Escort and Patrol vehicles.
        An important element of all military missions is to maintain lines of communication and supply. Because of the importance and special demands of this role consideration should be given to the formation of specialist Escort and Patrol Companies.
        For a formation that will be deployed anywhere in the world, and usually at short notice, it is only logical that the majority of AFVs be equipped with light tracks. This allows the formation to operate in the broadest range of terrains and climates with the minimum of preparation. Vehicles for an Escort and Patrol unit may need to be wheeled so that they can maintain a high cruising speed and their presence not slow down the vehicles they are protecting.
        In many armies it is usual to give wheeled AFVs a lower level of armament than tracked ones. For the vehicles of the Escort and Patrol companies the reverse may be the case. The higher likelihood of ambush and reduced availability of support will require a higher level of organic firepower, and systems such as laterally and rear mounted machine guns, dischargers and firing ports.
        In addition to wheeled IFVs Escort companies may also require wheeled versions of mortar carriers, flak carriers and Mobile Gun Systems or MAGAMAS.
        A vehicle that would be useful to Escort companies and other forces such as air-motorised units is a HMMWV variant I term the Hammer-vee. This is a HMMWV that only carries a fire team sized dismount formation and uses the weight saved to carry additional armour and armament. A platoon would be mounted on six Hammer-vees.
        This is an APC hull mounting an MGS or MAGAMAS turret and is intended as a highly mobile support system during FIBUA. As well as providing fast reinforcement the MOUTer can also evacuate civilians or ferry personnel, supplies and equipment. The MOUTer will probably be a wheeled vehicle and turret armament options include 76 or 90mm guns or 81mm Gun-mortars.
        The MOUTer will be issued to MP units and specialist FIBUA support or Riot control forces. It may also have role as a convoy escort.
        Road convoys are a common target in many forms of conflict. Whilst variants of personnel carriers, ADA and direct fire vehicles can be built that will provide ground and air defence without slowing the column down, individual vehicles will still need to be resistant to small arms and mines.

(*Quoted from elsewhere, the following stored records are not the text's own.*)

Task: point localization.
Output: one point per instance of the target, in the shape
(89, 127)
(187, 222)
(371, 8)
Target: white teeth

        The Armtruck has a cabin sharing many features with Armoured Fighting Vehicles, but the rest of the vehicle is based on a mine protected truck chassis. Most likely configuration is a flatbed, though other variants are possible. A flatbed Armtruck should be able to carry Pillow tanks, pallets or standard cargo containers.
        One special load is an Infantry Carrying Container (ICC), which converts the Armtruck into a cheap personnel carrier suitable for escorting convoys of other Armtrucks. This allows track mounted or Low-Mech infantry to be used to escort convoys.
        The ICC has armour, firing ports and seating for at least a squad. Hatches are provided at the rear and on the roof, and possibly the sides and the floor too.
        The ICC mounts at least one dorsal turret armed with heavy machine guns, light cannon or rocket packs. The ICC is also equipped with smoke dischargers and anti-ambush batteries.
        The basic ICC lends itself to several variants. A mortar can be fired through the roof, although for ambush situations a battery of rifle grenades or mortar bombs may be more useful than a conventional tube.
        The Gunbus is a ICC mounting more armament and less personnel. It is used to provide supporting fire for dismounted infantry. An ICC can also be used to mount anti-aircraft cannon, which can also be used for local defence.
         Armtrucks carrying ICCs may be disguised as Armtrucks carrying normal loads.
        An ICC on its own can be used as a sort of "Armoured Pre-fab" as the basis of a static position. In this role the ICC may be heli-lifted into position.
        Armtrucks can also be used to mount MBRL systems, 155mm Mortars or 105mm Light Guns.